Pittsburgh model showing individual brain cells in blue, adhesive proteins in green, and interconnections in red  (Source: University of Pittsburgh)
Observing neural processes in real time helps scientists better understand memory formation

Researchers from the University of Pittsburgh have created models that replicate the brain's complex electrical impulses in order to better understand neuron activity.

Many scientists are working to accomplish models that portray the billions of connections between neurons in the brain. For instance, researchers from the University College London have begun to map neural connections in mouse brains while University of Southern California researchers have invented a carbon nanotube synapse circuit that could bring them one step closer to building a synthetic brain.

Now, Henry Zeringue, study leader and a bioengineering professor in the University of Pittsburgh's Swanson School of Engineering, along with Ashwin Vishwanathan, Pitt bioengineering doctoral student, and Guo-Qiang Bi, neurobiology professor at Pitt's School of Medicine, have created models out of living brain cells in order to get a better idea of how neurons work behind memory formation.

Previous studies and magnetic resonance imaging (MRI) have shown that memories are formed when the outer layer of the brain, called the cortex, engages in extended electrical activity after "initial stimulus." But this is a difficult process to view in real time due to the complex nature of the brain's neural networks.

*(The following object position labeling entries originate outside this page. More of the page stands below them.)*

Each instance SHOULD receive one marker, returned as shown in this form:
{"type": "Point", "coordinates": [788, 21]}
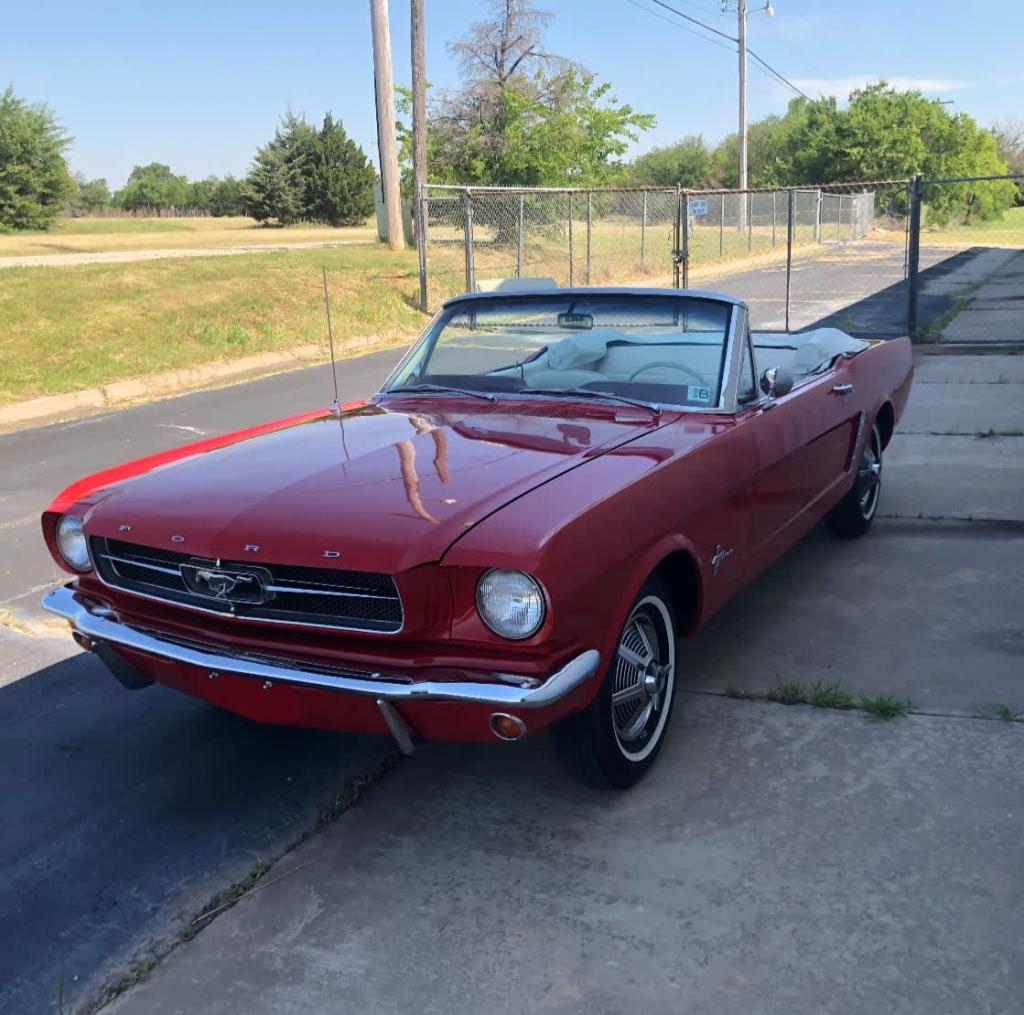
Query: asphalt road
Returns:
{"type": "Point", "coordinates": [125, 811]}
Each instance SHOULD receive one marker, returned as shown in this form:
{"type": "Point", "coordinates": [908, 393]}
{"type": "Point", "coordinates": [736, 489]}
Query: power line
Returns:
{"type": "Point", "coordinates": [708, 28]}
{"type": "Point", "coordinates": [770, 69]}
{"type": "Point", "coordinates": [669, 20]}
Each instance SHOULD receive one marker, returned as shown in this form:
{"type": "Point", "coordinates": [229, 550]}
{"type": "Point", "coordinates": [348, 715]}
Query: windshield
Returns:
{"type": "Point", "coordinates": [658, 347]}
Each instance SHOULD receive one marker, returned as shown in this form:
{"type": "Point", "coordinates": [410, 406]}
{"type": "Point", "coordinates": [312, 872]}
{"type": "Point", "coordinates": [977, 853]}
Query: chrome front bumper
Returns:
{"type": "Point", "coordinates": [502, 690]}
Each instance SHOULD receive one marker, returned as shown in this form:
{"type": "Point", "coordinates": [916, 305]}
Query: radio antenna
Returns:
{"type": "Point", "coordinates": [336, 408]}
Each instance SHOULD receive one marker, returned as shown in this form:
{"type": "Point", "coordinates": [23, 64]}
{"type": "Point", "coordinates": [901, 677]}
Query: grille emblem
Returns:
{"type": "Point", "coordinates": [248, 586]}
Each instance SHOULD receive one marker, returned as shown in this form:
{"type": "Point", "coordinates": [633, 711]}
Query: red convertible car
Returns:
{"type": "Point", "coordinates": [550, 491]}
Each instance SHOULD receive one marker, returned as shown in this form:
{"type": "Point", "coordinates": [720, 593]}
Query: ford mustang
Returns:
{"type": "Point", "coordinates": [552, 489]}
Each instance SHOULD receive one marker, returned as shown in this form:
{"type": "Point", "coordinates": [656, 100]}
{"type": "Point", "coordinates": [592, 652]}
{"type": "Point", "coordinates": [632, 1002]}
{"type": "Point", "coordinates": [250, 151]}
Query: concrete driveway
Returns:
{"type": "Point", "coordinates": [779, 858]}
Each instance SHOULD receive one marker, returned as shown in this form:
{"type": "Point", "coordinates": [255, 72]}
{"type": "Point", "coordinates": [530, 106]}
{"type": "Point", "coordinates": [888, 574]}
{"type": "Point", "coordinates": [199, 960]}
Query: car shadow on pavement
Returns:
{"type": "Point", "coordinates": [125, 811]}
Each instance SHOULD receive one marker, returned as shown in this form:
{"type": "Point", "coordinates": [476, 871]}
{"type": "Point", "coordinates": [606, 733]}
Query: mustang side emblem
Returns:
{"type": "Point", "coordinates": [205, 579]}
{"type": "Point", "coordinates": [719, 557]}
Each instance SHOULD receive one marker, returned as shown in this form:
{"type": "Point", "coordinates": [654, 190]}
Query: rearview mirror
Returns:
{"type": "Point", "coordinates": [776, 381]}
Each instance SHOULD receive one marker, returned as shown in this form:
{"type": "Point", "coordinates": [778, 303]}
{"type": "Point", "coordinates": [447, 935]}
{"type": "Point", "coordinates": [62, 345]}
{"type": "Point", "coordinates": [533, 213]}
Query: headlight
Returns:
{"type": "Point", "coordinates": [511, 603]}
{"type": "Point", "coordinates": [71, 542]}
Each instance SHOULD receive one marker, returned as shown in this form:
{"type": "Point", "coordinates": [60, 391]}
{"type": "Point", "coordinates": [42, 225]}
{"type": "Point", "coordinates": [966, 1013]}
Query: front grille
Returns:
{"type": "Point", "coordinates": [324, 596]}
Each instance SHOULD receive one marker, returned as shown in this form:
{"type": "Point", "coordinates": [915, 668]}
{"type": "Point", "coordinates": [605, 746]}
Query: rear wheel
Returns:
{"type": "Point", "coordinates": [854, 514]}
{"type": "Point", "coordinates": [615, 739]}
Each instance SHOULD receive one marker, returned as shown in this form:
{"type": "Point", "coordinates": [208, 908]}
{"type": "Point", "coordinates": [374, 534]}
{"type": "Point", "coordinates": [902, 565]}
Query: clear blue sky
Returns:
{"type": "Point", "coordinates": [199, 85]}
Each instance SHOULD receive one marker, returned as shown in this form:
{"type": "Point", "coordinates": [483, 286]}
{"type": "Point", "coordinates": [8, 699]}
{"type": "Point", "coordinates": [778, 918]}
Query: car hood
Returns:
{"type": "Point", "coordinates": [380, 490]}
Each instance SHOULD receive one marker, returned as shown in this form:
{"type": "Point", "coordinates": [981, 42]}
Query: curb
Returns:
{"type": "Point", "coordinates": [172, 382]}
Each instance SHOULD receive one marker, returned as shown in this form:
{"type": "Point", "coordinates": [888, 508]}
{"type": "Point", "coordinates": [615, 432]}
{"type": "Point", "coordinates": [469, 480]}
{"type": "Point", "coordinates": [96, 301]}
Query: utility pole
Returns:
{"type": "Point", "coordinates": [420, 141]}
{"type": "Point", "coordinates": [741, 13]}
{"type": "Point", "coordinates": [386, 143]}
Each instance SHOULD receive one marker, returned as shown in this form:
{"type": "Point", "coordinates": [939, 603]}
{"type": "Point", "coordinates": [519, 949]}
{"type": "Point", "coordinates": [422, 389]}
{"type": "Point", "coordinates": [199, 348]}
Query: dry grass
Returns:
{"type": "Point", "coordinates": [87, 236]}
{"type": "Point", "coordinates": [64, 329]}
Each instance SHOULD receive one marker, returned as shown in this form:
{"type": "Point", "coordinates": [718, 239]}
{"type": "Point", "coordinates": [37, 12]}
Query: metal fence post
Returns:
{"type": "Point", "coordinates": [421, 243]}
{"type": "Point", "coordinates": [677, 234]}
{"type": "Point", "coordinates": [788, 252]}
{"type": "Point", "coordinates": [590, 230]}
{"type": "Point", "coordinates": [518, 246]}
{"type": "Point", "coordinates": [570, 238]}
{"type": "Point", "coordinates": [913, 256]}
{"type": "Point", "coordinates": [467, 219]}
{"type": "Point", "coordinates": [643, 231]}
{"type": "Point", "coordinates": [686, 241]}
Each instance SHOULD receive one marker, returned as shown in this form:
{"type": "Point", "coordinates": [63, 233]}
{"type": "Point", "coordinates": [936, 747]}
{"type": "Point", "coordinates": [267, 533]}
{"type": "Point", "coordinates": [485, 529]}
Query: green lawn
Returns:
{"type": "Point", "coordinates": [87, 236]}
{"type": "Point", "coordinates": [62, 329]}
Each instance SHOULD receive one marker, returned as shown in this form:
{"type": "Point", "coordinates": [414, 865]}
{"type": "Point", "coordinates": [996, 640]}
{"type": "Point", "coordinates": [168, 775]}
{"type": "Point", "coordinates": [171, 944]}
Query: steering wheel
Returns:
{"type": "Point", "coordinates": [672, 366]}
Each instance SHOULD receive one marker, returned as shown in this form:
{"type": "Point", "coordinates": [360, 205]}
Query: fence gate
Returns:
{"type": "Point", "coordinates": [846, 255]}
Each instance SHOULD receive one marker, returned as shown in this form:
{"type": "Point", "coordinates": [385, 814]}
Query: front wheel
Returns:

"We can look at neurons as individuals, but that doesn't reveal a lot," said Zeringue. "Neurons are more connected and interdependent than any other cell in the body. Just because we know how one neuron reacts to something, a whole network can react not only differently, but sometimes in the complete opposite manner predicted."

Now, Zeringue and the Pitt research team have created models that allowed them to witness this process in real time. They did this by stamping adhesive proteins onto silicon discs, and allowing the proteins to culture and dry. Then, cultured hippocampus cells taken from embryonic rats were fused to the proteins, allowing them to combine and grow into a natural network. The hippocampus is a part of the brain responsible for memory formation.

Researchers then worked to create and prolong the excited state that the cortex engages in after initial stimulus to view neuron activity. To do this, they disabled the cells' inhibitory response and used an electrical pulse to excite neurons.

The results were excited groups of 40 to 60 brain cells that were prolonged to 12 seconds in neuronal time. Normally, the observation of this process last .25 seconds in neuronal time.
With this extended observation, researchers were able to see how neurons transmitted and held electrical charge, which is vital information for understanding the molecular and cellular basis of memory formation.

The team now plans to study the genetic makeup of cells and several electrical pathways between cells in an effort to understand network stimulation and communication.

This study was published in Lab on a Chip.